The National Zakat Foundation (NZF) is the UK's only charity dedicated exclusively to collecting and distributing Zakat within the United Kingdom. Where most British Muslim giving flows overseas — to emergency relief, water projects and orphan sponsorship — NZF answers a question that is equally urgent: who receives Zakat among the Muslims living in Britain itself? In the financial year ending 31 December 2024, NZF reported income of £10.17 million and charitable expenditure of £8.23 million, supporting individuals and families facing hardship, housing insecurity and barriers to education and employment.
What NZF does and why it exists
Zakat is the third pillar of Islam — an obligatory transfer of wealth from those who have to those who qualify under Islamic law. For centuries, Muslim communities distributed Zakat locally, through mosques and community elders who knew their neighbours. NZF was founded in 2011 to restore that domestic function at national scale: calculating Zakat correctly, collecting it transparently, and distributing it to Muslims in genuine need across England, Wales, Scotland and Northern Ireland. Since founding, NZF has allocated more than £28 million and helped over 43,000 people.
NZF's grants fall into three core categories: Hardship Relief for those facing immediate financial crisis; Housing & Work to prevent homelessness and support pathways into employment; and Education to remove financial barriers to learning. Each application is assessed against classical Zakat eligibility criteria — ensuring that givers' religious obligation is fulfilled correctly and that recipients receive support with dignity.
2024 financial year: growth amid rising need
The Charity Commission records for the year ending December 2024 show NZF's total income reaching £10.17 million — up from £8.95 million the previous year — with total expenditure of £8.89 million. Of that, £8.23 million went directly to charitable activities. The growth reflects both increased Zakat collection and the rising cost-of-living pressures that have pushed more British Muslims into financial difficulty. NZF has responded by scaling its operations while investing in technology to process applications faster.
Zakat is for the poor, the needy, those employed to collect it, those whose hearts are to be reconciled, those in bondage, those in debt, those in the cause of Allah, and the wayfarer — an obligation from Allah.
Community Zakat Programme: Zakat at the mosque door
In 2024–2025, one of NZF's most significant developments has been the expansion of its Community Zakat Programme (CZP). Rather than requiring every applicant to navigate an online form, CZP partners with grassroots organisations — mosques, community centres and local charities — to deliver face-to-face, dignified Zakat assessments. Partners such as Huddersfield Community First and Leicestershire Zakah Foundation operate as Zakat Hubs where eligible Muslims can receive grants through compassionate, local support rather than impersonal bureaucracy.
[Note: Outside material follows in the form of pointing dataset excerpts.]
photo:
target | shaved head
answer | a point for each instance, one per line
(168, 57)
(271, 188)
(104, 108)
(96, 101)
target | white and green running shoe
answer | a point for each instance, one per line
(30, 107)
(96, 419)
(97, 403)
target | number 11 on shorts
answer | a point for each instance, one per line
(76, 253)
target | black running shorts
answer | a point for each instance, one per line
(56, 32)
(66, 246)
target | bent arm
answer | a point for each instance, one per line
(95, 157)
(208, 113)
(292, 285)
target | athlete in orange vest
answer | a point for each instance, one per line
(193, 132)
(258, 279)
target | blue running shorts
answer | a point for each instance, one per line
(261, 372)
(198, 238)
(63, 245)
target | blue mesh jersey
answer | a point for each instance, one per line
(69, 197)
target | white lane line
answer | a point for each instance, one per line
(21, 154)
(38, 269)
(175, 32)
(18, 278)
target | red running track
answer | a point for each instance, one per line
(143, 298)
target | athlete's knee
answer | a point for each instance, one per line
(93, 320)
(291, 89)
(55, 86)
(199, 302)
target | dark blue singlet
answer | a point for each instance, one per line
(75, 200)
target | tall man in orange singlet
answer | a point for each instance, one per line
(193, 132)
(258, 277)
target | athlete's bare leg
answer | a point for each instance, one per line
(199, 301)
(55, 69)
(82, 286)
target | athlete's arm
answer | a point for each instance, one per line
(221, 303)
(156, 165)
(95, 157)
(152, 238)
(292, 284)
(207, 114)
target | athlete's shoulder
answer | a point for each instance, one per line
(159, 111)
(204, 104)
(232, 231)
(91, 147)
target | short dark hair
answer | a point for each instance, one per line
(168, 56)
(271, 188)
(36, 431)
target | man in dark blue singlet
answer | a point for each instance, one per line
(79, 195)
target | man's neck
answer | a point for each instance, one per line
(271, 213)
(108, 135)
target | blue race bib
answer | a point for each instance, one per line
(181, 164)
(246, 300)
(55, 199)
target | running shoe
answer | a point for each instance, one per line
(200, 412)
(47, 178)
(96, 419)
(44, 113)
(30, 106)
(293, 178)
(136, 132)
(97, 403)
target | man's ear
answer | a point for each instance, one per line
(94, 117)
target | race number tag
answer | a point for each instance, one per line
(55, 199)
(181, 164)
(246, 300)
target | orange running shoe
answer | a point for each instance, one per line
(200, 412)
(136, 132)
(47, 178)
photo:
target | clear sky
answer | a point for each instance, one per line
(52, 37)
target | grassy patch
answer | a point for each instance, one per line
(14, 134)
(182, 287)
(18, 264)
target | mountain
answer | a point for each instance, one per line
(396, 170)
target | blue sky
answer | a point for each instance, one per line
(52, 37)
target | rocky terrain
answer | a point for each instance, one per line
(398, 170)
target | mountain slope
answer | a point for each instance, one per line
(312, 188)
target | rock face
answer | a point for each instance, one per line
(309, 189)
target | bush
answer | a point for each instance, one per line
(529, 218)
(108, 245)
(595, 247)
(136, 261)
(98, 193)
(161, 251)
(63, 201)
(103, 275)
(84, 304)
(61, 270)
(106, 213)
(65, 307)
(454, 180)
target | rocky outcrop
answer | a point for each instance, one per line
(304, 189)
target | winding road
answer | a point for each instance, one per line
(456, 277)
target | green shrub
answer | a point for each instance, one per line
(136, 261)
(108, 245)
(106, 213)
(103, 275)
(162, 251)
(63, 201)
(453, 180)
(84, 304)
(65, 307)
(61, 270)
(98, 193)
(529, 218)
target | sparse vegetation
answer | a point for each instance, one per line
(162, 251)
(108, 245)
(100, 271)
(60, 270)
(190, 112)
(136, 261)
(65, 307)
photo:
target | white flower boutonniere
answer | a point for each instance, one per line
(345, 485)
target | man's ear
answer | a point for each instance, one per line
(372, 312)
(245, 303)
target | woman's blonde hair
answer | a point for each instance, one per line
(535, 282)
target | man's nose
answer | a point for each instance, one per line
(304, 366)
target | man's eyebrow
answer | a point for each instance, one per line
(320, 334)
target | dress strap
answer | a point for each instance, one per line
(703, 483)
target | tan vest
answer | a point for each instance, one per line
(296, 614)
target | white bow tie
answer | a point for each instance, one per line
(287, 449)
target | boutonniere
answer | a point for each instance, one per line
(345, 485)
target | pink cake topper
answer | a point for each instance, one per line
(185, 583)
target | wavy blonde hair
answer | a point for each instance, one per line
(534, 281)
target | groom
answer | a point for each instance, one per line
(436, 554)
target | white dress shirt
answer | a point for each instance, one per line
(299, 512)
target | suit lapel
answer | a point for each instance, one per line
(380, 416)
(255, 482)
The programme strengthens communities in two directions: recipients gain immediate relief and discover wider support services at their local mosque, while givers see their Zakat flowing to neighbours in genuine need. NZF is actively expanding the hub network to bring Zakat distribution into every major city in the UK.
Faster support when it matters most
Speed matters in hardship. NZF has invested in Microsoft automation and a unified data platform that reduced average wait times for grant decisions by 80% — from four or five months to a fraction of that time. The charity disburses grants daily and is working towards same-day application review, with a live Zakat map showing giving and receiving balances across UK counties. During Ramadan — when Zakat payments peak and need surges simultaneously — that responsiveness prevents short-term hardship from becoming long-term crisis.
Partnerships that multiply impact
NZF's domestic focus does not mean working in isolation. During Ramadan 2025, Muslim Aid partnered with NZF to distribute £100,000 in Zakat funds to Muslims across the UK facing financial hardship — including individuals and families impacted by inflation and the cost-of-living crisis. Such collaborations ensure that Zakat reaches the widest possible pool of eligible recipients while maintaining the theological rigour that givers expect.
- National Zakat Foundation — Charity Commission registered charity no. 1153719
- FY 2024 income: £10.17 million; charitable expenditure: £8.23 million
- Over £28 million allocated since 2011, helping more than 43,000 people
- Community Zakat Programme — local Zakat Hubs in Huddersfield, Leicester and expanding
- Grant categories: Hardship Relief, Housing & Work, and Education
For British Muslims who want their Zakat to serve their own community, NZF offers something rare: a national infrastructure built entirely for that purpose. The 2024–2025 figures confirm that domestic Zakat is not a side project of British Muslim giving — it is a growing, professional and deeply needed pillar of the UK's Muslim charitable sector.